粧業日報 2024年10月3日号 5ページ
コーセーは、雪肌精「SAVE the BLUE~Ocean Project~」にて、16年目を迎える今年、サンゴの一斉大量産卵の撮影に成功した。この貴重な撮影動画を公開することにより、地球温暖化による気候変動や生態系の異変に対する関心を高め、社会全体で環境保全の大切さを考えるきっかけとなることを目指す。
このプロジェクトでは、対象商品の売上に応じ、沖縄のサンゴ育成や地球の環境保全活動を支援できるというキャンペーン型の社会貢献活動として2009年にスタートし、15年間の活動で累計2万211本のサンゴを植樹してきた。
現在、世界のサンゴ礁の面積は地球表面の0.1%ほどだが、そこには約9万種もの海の生物が暮らしている。しかし、地球温暖化による海面温度上昇や海洋汚染などにより、2100年には地球上の全てのサンゴが死滅している可能性が高いと予想されている。サンゴ礁の消失は、海洋生態系の崩壊、沿岸地域の防波機能の喪失、観光産業や漁業への打撃、気候変動の促進など、深刻な影響をもたらす。
沖縄の海には約415種類のサンゴが存在しているとされ、この数は、世界で最もサンゴの種類が多いとされるインドネシア、フィリピン、パプアニューギニアに囲まれた海域の約450種以上に匹敵する。しかし、沖縄では今年の夏も過去に例を見ない暑さを記録し、高水温によるサンゴの白化現象が深刻化しており、沖縄のサンゴの保護・育成は急務となっている。
サンゴ育成活動は、サンゴ再生事業の第一人者である、有限会社海の種の代表・金城浩二氏とともに取り組んできた。今年は広大な人工のサンゴ礁で、異常海水温の中でも白化することなく生き残った、高温耐性に優れたサンゴ「ミラクルコーラル」が一斉に産卵するタイミングを狙い、「サンゴの森」の撮影を敢行。大規模な産卵と、その卵の高確率な受精を確認し、その様子を収録した。
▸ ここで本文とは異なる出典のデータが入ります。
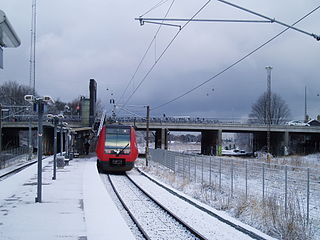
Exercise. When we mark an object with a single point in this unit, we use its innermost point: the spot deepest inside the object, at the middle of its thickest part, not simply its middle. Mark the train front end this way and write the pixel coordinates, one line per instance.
(116, 149)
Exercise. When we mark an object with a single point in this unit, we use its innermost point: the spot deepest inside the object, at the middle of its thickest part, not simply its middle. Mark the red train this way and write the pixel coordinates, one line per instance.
(116, 149)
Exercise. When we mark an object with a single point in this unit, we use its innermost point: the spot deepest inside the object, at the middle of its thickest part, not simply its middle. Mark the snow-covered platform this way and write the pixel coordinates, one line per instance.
(74, 206)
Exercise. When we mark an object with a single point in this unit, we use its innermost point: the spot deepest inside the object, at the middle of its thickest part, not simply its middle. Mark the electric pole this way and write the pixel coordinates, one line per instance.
(147, 137)
(268, 109)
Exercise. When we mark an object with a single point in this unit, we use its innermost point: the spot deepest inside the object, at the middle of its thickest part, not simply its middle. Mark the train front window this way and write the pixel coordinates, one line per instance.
(117, 141)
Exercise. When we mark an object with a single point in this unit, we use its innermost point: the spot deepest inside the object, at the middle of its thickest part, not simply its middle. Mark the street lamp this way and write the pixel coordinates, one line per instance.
(55, 120)
(38, 104)
(8, 37)
(65, 125)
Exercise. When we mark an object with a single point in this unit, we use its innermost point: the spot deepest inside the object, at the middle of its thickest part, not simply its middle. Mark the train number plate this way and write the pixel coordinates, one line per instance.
(117, 161)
サンゴは一般的に5月から7月の満月の夜、かつ大潮の日に産卵するといわれているが、気圧やその時期の気象環境にも影響を受けるデリケートな側面を持っており、サンゴの識者でも産卵日を的中させることは不可能に近いとされている。
サンゴの産卵を毎年追跡している「海の種」でも、この予測不能な自然の摂理に合わせた産卵監視活動は非常に難しく、通説が通用しないことを踏まえ、毎晩現場で張り込みを行った。その結果、大規模産卵の様子の撮影だけでなく、産卵の瞬間のマクロ映像の撮影にも成功した。
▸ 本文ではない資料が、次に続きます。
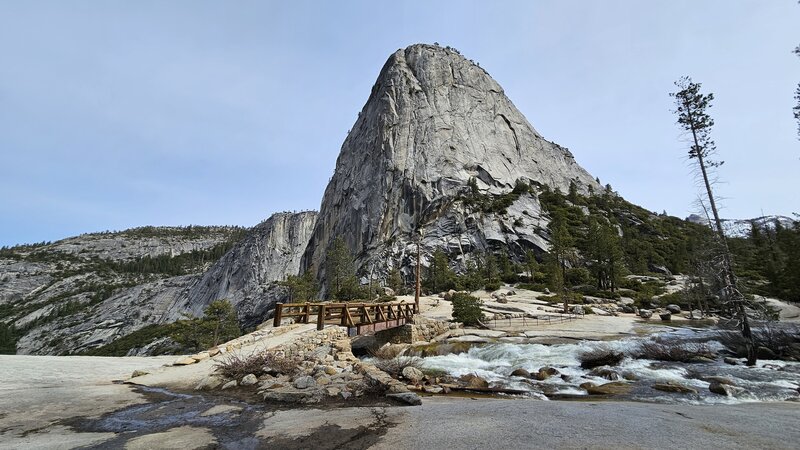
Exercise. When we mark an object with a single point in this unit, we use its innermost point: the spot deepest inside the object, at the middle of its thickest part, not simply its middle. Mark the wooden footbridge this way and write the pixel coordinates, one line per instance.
(357, 317)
サンゴは、同じ親やDNAを持つ個体同士では受精しない特性を持つ生物で、自然界では異なる群体が離れて生息していることが多いため、受精率が低いとされている。そのためサンゴの増加はなかなか見込めず、さらに近年の海水温上昇も影響して、サンゴの減少はより加速している。このような状況に対して、「海の種」では、同種であっても異なる親やDNAを持つサンゴを意図的に同じエリアに移植している。
今回そのサンゴが大量産卵をしたため、海で産卵を終えた卵を回収し、受精率の調査を行った。その結果、近距離で親が違う養殖サンゴが一斉に産卵を行うと受精が進み、その受精率は90%を超えることが確認された。天文学的な数の卵が産卵されたが、そのほとんどが受精している状態だった。この結果、サンゴの再生速度を大きく向上させることが期待される。
コーセーの支援のもと、高温耐性に優れた「ミラクルコーラル」による同時産卵が毎年継続されることで、現在「サンゴの森」には新たな世代の「ミラクルコーラル」の小さな群体(サンゴが集まった状態)が生まれている。
沖縄の海でも同様に白化現象は起きているものの、次世代の「ミラクルコーラル」の群体が、高水温を耐え凌ぎ適応していこうとする姿を確認できている。
コーセーは、金城浩二氏とともに次世代の「ミラクルコーラル」を生み出し続けることで、気候変動にも適応して生き続けるサンゴが海の環境を再設計していくという期待感や手応えを感じており、これまで以上にこのサンゴの再生活動に精力的に取り組んでいく。